Classical Liberal Administrative Law in a Progressive World
Classical Liberalism Handbook (Forthcoming)
44 Pages Posted: 30 Nov 2017 Last revised: 7 May 2020
Date Written: 2017
This essay, which will be published in a Cambridge University Press book on Classical Liberalism, explores the question whether a much stricter separation of powers than now exists in the United States could feasibly be established in the current big government world.
It seems evident that a much stricter separation of powers could be employed in a classical liberal world where the government has only limited responsibilities. But could a stricter separation of powers be followed in a progressive world of big government institutions? It is often thought that big government can only function under a regime that employs administrative agencies which receive significant delegations of legislative and judicial power. Under this view, such agencies have the expertise and time that Congress and the federal courts lack to superintend large government institutions.
This essay argues that the separation of powers could be desirably employed even in a world of big government but doing so would require three basic reforms. First, while Congress would have neither the expertise nor the time to draft the legislative regulations currently needed by big government, a congressional approval procedure (as in the REINS Act), in which Congress must approve major regulations before they can be implemented, would avoid these deficiencies. This procedure would allow agencies to draft regulations but still permit the check of democratically accountable legislators voting on them.
But the REINS Act, while a good starting point, would require significant changes to operate beneficially. This essay proposes institutional changes to address five challenges to the operation of a congressional approval procedure. These challenges include determining the costs imposed by a regulation, deciding whether two regulations should be treated as a single regulation for congressional approval purposes, and avoiding the problem of take it or leave it regulatory proposals from agencies.
While the congressional approval procedure is directed at the exercise of legislative power by administrative agencies, the second proposed reform – independent administrative courts filled with article III judges – is directed at the exercise of judicial power by agencies. Such courts should replace the system of ALJs that currently exists. These courts should be staffed with judges who have expertise in the areas of medicine, science, and economics. Under this system, administrative agencies would bring actions before independent courts, but ones that have expertise.

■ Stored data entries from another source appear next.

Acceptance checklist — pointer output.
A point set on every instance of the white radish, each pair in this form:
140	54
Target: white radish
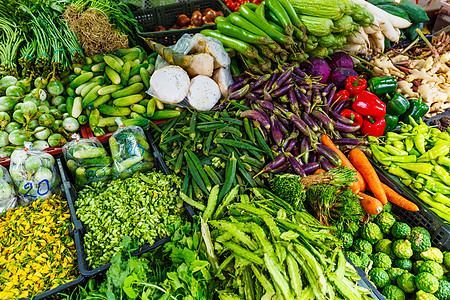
223	78
203	93
170	84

The third proposed reform would significantly cut back on judicial deference to administrative agencies. I argue that judicial deference as to legal issues – under the doctrines of Chevron, Skidmore, and Auer – is inconsistent with the separation of powers and can be desirably eliminated, because the judiciary would perform legal interpretation in specific cases better than agencies. While agency discretion as to policy matters and factual findings is also problematic from a separation of powers perspective, I maintain that it is desirable only to limit, but not to eliminate, these types of agency discretion.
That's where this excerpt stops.